Партия осталась недоигранной. Банк сорвали партизаны, грубо нарушив правила игры. Полицаи бросились было к винтовкам, но тут грохнул партизанский залп. Розовощекая молодуха, приставшая к нам-в надежде разыскать среди партизан своего беглого приймака, нагнулась над попиком, грешная душа которого уже отлетела, и плюнула: «У-у-у! Христопродавец! Сказано: за грех твой кровь твоя прольется!»
Из бумаг попа, найденных нами в его доме, яснее ясного выходило, что покойник был не столько слугой господа бога, сколько верным рабом архиепископа Филофея, духовного архипастыря белорусских националистов. Баламут, прикурив от лампады, напялил смеха ради поповскую парчевую ризу, вооружился крестом и кадилом и, прочитав известную
«проповедь пьяного попа», спрашивал умиравших от хохота партизан:
— В бога веруешь? Горилку пьешь? Истинно партизанская душа!
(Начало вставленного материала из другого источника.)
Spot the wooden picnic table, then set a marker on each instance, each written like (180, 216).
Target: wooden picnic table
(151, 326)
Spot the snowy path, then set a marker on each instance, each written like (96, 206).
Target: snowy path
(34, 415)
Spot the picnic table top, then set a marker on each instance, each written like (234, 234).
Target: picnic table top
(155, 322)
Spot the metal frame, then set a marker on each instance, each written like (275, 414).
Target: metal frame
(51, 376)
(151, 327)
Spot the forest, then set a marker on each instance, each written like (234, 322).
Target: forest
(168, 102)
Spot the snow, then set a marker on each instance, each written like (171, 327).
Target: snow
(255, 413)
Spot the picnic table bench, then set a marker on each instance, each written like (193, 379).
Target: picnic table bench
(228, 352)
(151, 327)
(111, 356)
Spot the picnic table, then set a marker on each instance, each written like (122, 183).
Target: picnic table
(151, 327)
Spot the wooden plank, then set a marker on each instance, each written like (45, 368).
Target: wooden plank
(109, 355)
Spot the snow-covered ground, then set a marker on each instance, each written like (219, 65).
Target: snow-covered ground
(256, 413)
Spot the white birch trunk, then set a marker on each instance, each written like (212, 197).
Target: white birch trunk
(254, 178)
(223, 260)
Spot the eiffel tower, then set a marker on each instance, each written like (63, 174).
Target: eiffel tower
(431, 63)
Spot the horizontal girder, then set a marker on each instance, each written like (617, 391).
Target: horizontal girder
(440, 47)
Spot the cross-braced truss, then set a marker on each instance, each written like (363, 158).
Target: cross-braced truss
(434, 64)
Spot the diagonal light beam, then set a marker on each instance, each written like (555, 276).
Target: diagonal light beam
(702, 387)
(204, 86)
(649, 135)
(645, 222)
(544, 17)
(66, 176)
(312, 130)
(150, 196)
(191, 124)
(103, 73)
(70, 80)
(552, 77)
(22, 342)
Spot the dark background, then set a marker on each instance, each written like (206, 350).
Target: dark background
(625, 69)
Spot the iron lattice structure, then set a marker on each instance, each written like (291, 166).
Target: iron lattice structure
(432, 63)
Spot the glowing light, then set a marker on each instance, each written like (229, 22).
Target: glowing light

Но Самарин прекратил представление:
— Брось, Баламут! В деревне верующих полно. Не время сейчас для твоей антирелигиозной пропаганды!..
Я согласен с Самариным. Да, в это кровавое лихолетье опять бредит бог,ом обездоленная Русь, Россия темнолицых старух и сивобородых стариков. В тревожных сумерках тусклым золотом горят в закопченных углах деревенские образа, слабо светят нимбы скорбноглазых святых и великомучеников. В это горькое время мы, безусые безбожники, не боящиеся ни бога, ни черта, начинаем понимать, что не вправе отнимать пусть призрачную, но привычную опору и утешение у наших безутешных дедушек и бабушек, не вправе смешивать их русского бога с немецким богом расстрелянного нами попа.Бойцы разбрелись по селу, чтобы подкрепиться перед боем. Кухарченко дал четверть часа на ужин, расставил часовых, назначил место сбора. Партизан не упускает случая набить пузо до отказа. Налопаться «в запас» — одна из заповедей партизана: кому ведомо, когда вновь приведется вытащить из-за голенища немецкую складную ложку?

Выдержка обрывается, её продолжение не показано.